Question

Tatiana manages a store that sells MP3 players. Each MX300 takes 4 hours to create the plastic pieces, 2 hours to create the electronics, and 19 hours of labor to assemble the final product. Each Rocker requires 2 hours to create the plastic pieces, 6 hours to create the electronics, and 14 hours of labor to assemble the final product. The factory has 440 hours to create the plastic pieces, 750 hours to create the electronics, and 2180 hours of labor to assemble the final product each week. If each MX300 generates $12 in profit, and each Rocker generates $14, how many of each of the MP3 players should Tatiana have the store sell each week to make the most profit?

Answer 1

To maximize profit, Tatiana needs to solve a system of inequalities using linear programming to find the optimal number of MX300 and Rocker MP3 players she should sell each week.

Step-by-step explanation:

To maximize the profit, Tatiana needs to determine the number of each MP3 player (MX300 and Rocker) to sell each week. Let's assume she sells x MX300 and y Rockers. The total time required to create the plastic pieces for the MX300 and Rocker is 4x + 2y hours. The total time required to create the electronics for the MX300 and Rocker is 2x + 6y hours.
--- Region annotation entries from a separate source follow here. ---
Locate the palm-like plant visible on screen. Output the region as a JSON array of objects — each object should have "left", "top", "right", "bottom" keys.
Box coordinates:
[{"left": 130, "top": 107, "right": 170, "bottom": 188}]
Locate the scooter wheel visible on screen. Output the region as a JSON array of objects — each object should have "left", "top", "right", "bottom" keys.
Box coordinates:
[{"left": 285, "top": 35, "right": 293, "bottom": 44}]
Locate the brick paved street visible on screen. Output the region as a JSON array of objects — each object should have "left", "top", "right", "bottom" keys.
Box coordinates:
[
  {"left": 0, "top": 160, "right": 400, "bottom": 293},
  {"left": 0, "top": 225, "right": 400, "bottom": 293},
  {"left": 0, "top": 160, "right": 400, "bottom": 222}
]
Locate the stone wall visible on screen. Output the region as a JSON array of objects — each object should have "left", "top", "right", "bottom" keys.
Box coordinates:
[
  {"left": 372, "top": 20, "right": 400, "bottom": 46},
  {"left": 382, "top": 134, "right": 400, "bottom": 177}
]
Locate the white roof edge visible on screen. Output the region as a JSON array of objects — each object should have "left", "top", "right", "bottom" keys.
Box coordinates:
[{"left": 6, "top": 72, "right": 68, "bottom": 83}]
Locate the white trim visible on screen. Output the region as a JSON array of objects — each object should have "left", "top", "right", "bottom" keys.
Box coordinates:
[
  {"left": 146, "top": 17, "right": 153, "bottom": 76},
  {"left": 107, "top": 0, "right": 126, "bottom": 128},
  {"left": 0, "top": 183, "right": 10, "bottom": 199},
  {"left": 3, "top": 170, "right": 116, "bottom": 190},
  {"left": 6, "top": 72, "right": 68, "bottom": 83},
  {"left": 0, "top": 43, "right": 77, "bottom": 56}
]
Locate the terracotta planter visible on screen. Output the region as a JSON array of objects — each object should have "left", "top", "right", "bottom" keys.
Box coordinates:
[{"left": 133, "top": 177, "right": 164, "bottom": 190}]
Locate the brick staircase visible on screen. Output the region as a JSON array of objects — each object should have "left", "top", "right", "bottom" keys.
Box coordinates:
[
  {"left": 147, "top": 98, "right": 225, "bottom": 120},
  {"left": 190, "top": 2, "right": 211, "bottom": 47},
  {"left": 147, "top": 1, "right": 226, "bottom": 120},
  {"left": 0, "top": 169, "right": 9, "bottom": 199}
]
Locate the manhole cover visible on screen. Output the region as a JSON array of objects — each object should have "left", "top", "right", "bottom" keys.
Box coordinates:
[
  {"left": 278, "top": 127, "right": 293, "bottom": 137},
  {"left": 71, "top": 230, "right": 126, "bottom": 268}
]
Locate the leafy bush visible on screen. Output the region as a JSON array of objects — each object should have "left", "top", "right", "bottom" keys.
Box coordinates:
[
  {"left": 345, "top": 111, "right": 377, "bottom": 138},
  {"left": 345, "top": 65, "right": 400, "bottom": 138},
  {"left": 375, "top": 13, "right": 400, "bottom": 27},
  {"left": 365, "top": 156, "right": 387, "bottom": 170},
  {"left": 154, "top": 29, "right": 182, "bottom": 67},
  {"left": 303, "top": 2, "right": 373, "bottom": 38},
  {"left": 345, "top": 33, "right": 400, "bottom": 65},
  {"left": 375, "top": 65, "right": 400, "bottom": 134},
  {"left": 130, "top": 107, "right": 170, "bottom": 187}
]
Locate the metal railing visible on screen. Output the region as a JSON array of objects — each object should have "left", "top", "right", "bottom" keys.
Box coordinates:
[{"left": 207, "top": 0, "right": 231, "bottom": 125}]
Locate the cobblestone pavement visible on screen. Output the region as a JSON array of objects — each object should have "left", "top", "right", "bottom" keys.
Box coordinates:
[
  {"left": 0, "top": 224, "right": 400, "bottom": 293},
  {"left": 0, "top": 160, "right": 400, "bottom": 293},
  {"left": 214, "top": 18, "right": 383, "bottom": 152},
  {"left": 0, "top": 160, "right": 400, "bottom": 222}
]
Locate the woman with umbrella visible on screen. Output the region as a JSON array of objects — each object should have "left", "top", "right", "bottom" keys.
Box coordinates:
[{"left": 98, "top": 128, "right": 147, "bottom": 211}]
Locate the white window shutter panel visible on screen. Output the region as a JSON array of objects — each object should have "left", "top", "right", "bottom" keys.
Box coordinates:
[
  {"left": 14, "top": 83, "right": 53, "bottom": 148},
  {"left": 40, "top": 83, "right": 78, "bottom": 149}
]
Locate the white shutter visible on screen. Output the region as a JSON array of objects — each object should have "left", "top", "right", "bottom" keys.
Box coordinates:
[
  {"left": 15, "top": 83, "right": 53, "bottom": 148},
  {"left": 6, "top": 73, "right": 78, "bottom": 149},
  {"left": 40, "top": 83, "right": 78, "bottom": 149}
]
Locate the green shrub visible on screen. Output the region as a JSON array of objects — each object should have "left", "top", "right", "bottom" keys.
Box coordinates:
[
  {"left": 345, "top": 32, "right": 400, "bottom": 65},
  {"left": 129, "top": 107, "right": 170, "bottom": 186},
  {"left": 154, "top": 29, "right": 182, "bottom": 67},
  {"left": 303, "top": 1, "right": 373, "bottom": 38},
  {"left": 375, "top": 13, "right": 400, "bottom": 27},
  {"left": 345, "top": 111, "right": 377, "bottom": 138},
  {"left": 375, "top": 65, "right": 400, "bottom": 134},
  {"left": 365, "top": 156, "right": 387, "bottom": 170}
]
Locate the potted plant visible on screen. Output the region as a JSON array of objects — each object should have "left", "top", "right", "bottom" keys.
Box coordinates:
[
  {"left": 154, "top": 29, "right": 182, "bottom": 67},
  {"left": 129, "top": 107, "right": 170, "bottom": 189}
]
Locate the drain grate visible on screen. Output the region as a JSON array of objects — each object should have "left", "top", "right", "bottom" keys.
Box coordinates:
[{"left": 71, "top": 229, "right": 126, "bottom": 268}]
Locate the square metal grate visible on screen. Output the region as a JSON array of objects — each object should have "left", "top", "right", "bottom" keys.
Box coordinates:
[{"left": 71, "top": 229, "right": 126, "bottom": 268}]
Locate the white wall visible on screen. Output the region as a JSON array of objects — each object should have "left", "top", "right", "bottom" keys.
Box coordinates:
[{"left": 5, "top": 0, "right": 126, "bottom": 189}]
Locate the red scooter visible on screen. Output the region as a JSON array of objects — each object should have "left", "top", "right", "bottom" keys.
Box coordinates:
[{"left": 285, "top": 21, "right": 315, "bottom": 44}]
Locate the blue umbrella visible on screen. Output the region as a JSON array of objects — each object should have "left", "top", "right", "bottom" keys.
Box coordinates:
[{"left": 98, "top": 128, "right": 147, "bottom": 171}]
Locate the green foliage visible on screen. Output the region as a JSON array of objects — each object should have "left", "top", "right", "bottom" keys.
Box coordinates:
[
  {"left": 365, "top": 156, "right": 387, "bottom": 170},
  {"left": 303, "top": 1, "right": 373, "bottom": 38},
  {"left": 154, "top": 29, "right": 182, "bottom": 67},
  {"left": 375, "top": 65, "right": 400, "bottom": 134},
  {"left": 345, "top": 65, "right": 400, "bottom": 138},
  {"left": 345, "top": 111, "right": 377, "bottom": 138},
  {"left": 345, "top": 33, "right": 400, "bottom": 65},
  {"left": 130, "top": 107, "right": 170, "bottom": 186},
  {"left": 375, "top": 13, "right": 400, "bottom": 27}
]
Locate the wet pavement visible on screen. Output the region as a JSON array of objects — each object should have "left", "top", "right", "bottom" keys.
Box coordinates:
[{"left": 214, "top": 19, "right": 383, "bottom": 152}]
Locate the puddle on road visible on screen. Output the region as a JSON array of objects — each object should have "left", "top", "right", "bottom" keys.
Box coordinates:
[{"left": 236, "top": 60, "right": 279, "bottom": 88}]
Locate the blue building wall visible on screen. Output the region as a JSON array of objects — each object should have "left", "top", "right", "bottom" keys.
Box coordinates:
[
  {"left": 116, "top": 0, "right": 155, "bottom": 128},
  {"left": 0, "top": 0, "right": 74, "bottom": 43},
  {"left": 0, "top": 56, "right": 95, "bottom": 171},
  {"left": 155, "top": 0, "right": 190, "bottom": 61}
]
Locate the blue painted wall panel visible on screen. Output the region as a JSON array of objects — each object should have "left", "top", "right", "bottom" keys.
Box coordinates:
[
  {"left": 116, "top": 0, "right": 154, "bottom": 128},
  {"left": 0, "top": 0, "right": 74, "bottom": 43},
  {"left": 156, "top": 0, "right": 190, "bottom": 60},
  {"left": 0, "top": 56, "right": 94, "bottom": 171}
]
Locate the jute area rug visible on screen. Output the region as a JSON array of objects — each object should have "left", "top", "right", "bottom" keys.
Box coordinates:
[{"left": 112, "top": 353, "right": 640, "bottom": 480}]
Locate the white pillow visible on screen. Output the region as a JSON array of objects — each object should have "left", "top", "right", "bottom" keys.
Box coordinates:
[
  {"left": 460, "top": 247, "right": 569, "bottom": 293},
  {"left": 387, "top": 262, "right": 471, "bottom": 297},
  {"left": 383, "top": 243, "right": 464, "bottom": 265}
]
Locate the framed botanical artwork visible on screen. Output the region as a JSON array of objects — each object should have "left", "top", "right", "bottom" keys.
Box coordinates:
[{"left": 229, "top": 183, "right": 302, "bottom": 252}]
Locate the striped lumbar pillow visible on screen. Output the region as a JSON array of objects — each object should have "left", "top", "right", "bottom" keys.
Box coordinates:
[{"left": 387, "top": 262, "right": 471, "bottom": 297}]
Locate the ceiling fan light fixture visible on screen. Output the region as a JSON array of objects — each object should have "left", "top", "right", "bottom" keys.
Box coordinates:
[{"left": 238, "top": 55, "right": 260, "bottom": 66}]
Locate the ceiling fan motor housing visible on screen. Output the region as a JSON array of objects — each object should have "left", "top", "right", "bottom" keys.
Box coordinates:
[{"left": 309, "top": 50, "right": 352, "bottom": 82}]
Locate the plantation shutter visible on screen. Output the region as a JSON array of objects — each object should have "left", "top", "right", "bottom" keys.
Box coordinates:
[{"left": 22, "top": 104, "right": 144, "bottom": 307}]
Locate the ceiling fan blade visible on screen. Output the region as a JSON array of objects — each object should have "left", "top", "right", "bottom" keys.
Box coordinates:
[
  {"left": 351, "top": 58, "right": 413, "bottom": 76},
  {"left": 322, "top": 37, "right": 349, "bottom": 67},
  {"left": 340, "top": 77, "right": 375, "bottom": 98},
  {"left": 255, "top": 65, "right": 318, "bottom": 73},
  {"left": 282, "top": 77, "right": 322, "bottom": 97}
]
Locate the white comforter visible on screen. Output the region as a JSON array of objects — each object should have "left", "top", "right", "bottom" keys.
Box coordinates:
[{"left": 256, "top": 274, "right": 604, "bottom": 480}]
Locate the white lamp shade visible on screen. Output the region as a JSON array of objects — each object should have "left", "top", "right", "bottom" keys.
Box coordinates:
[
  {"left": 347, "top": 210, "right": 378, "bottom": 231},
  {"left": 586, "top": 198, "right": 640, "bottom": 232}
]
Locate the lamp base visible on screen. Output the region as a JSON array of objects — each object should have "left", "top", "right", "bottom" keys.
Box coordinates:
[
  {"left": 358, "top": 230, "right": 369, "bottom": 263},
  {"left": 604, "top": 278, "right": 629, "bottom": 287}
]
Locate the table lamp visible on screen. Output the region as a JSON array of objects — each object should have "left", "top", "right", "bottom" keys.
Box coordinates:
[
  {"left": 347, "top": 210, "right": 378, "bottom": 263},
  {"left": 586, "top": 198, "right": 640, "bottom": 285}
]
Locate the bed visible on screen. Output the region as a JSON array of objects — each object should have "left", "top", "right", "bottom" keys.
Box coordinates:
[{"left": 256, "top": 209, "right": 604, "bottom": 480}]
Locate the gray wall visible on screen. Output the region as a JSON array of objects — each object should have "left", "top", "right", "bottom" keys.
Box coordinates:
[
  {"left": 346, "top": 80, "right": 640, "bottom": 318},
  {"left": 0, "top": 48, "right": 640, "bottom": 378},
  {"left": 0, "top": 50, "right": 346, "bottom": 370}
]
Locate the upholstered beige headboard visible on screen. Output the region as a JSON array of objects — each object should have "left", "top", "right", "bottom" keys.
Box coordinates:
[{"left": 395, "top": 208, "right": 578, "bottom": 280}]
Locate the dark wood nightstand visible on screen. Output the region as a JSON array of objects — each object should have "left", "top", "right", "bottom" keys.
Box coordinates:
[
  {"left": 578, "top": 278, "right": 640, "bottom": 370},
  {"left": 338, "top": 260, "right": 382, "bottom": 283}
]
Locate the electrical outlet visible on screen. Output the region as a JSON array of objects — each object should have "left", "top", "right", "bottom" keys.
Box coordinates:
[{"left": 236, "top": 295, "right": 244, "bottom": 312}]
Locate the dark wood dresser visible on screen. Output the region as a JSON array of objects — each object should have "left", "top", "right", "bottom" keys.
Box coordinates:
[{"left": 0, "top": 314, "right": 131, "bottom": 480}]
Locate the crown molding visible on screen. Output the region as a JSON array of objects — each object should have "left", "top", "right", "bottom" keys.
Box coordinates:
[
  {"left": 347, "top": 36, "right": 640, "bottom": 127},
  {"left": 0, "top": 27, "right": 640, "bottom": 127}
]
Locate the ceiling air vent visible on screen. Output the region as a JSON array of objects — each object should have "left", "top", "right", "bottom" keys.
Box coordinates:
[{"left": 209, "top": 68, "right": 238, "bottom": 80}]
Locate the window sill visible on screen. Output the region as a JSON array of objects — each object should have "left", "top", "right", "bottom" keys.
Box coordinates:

The total labor time required to assemble the MX300 and Rocker is 19x + 14y hours. From the given information, we have the following equations:

1. 4x + 2y ≤ 440 (plastic pieces time constraint)
2. 2x + 6y ≤ 750 (electronics time constraint)
3. 19x + 14y ≤ 2180 (labor time constraint)

The profit generated by selling x MX300 would be 12x dollars, and the profit generated by selling y Rockers would be 14y dollars. We want to maximize the profit, so we need to solve this system of inequalities and find the values of x and y that satisfy the constraints and maximize the profit function. The solution to this problem lies in linear programming, a mathematical technique used to optimize a function subject to a set of constraints.